Files

Rick McEwen 8706edcd13 Initial commit: Jersey detection test suite

Test scripts and utilities for evaluating vision-language models
on jersey number detection using llama.cpp server.

2026-01-20 13:37:01 -07:00

7.0 KiB

Raw Blame History

llama-swap Setup Guide for Jersey Detection Testing

This guide explains how to use llama-swap to automatically switch between different vision language models when testing jersey detection.

What is llama-swap?

llama-swap is a model-swapping proxy that sits between your application and llama.cpp servers.
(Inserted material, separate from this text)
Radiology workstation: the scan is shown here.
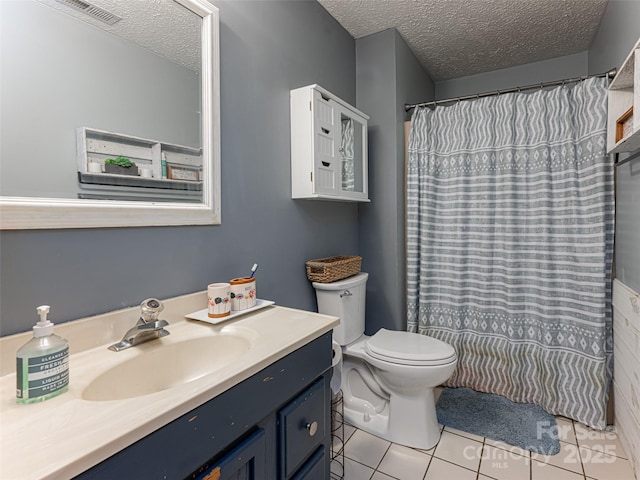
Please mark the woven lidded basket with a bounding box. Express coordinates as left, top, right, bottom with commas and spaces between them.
307, 256, 362, 283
It automatically loads and unloads models based on the model parameter in API requests, allowing you to test multiple models without manually restarting servers.

Installation

Docker (Recommended)

# Pull the CUDA image (or cpu, vulkan, intel depending on your hardware)
docker pull ghcr.io/mostlygeek/llama-swap:cuda

Homebrew (macOS/Linux)

brew tap mostlygeek/llama-swap
brew install llama-swap

Pre-built Binaries

Download from the releases page.

Configuration

A configuration file llama-swap-config.yaml is provided with 8 pre-configured vision models:

Small Models (1-4B parameters)

lfm2-vl-1.6b - LiquidAI LFM2-VL 1.6B (F16)
gemma-3-4b - Gemma 3 4B Instruct (F16)
kimi-vl-3b - Kimi VL A3B Thinking (F16)

Medium Models (7-12B parameters)

qwen2.5-vl-7b - Qwen2.5-VL 7B Instruct (F16)
gemma-3-12b - Gemma 3 12B Instruct (F16)

Large Models (24-27B parameters)

mistral-small-24b-q8 - Mistral Small 3.2 24B (Q8_K_XL)
mistral-small-24b-q4 - Mistral Small 3.2 24B (Q4_K_XL)
gemma-3-27b - Gemma 3 27B Instruct (Q8_0)

Starting llama-swap

Using Docker

docker run -it --rm --runtime nvidia -p 8080:8080 \
  -v $(pwd)/llama-swap-config.yaml:/app/config.yaml \
  -v /path/to/hf/cache:/root/.cache/huggingface \
  ghcr.io/mostlygeek/llama-swap:cuda

Using Binary

llama-swap --config llama-swap-config.yaml --listen localhost:8080

Testing with Jersey Detection Script

Once llama-swap is running, you can test different models by specifying the --model-tag parameter:

Test a Single Model

# Test Qwen2.5-VL 7B with resizing
python test_jersey_detection.py ./images jersey_prompt.txt \
  --model-tag "qwen2.5-vl-7b" \
  --resize 1024

Test Multiple Models Sequentially

# Test small models
python test_jersey_detection.py ./images jersey_prompt.txt --model-tag "lfm2-vl-1.6b" --resize 1024
python test_jersey_detection.py ./images jersey_prompt.txt --model-tag "gemma-3-4b" --resize 1024
python test_jersey_detection.py ./images jersey_prompt.txt --model-tag "kimi-vl-3b" --resize 1024

# Test medium models
python test_jersey_detection.py ./images jersey_prompt.txt --model-tag "qwen2.5-vl-7b" --resize 1024
python test_jersey_detection.py ./images jersey_prompt.txt --model-tag "gemma-3-12b" --resize 1024

# Test large models
python test_jersey_detection.py ./images jersey_prompt.txt --model-tag "mistral-small-24b-q4" --resize 1024
python test_jersey_detection.py ./images jersey_prompt.txt --model-tag "gemma-3-27b" --resize 1024

Automated Testing Scripts

Two bash scripts are provided for automated testing:

1. Full Test Suite (`test_all_models.sh`)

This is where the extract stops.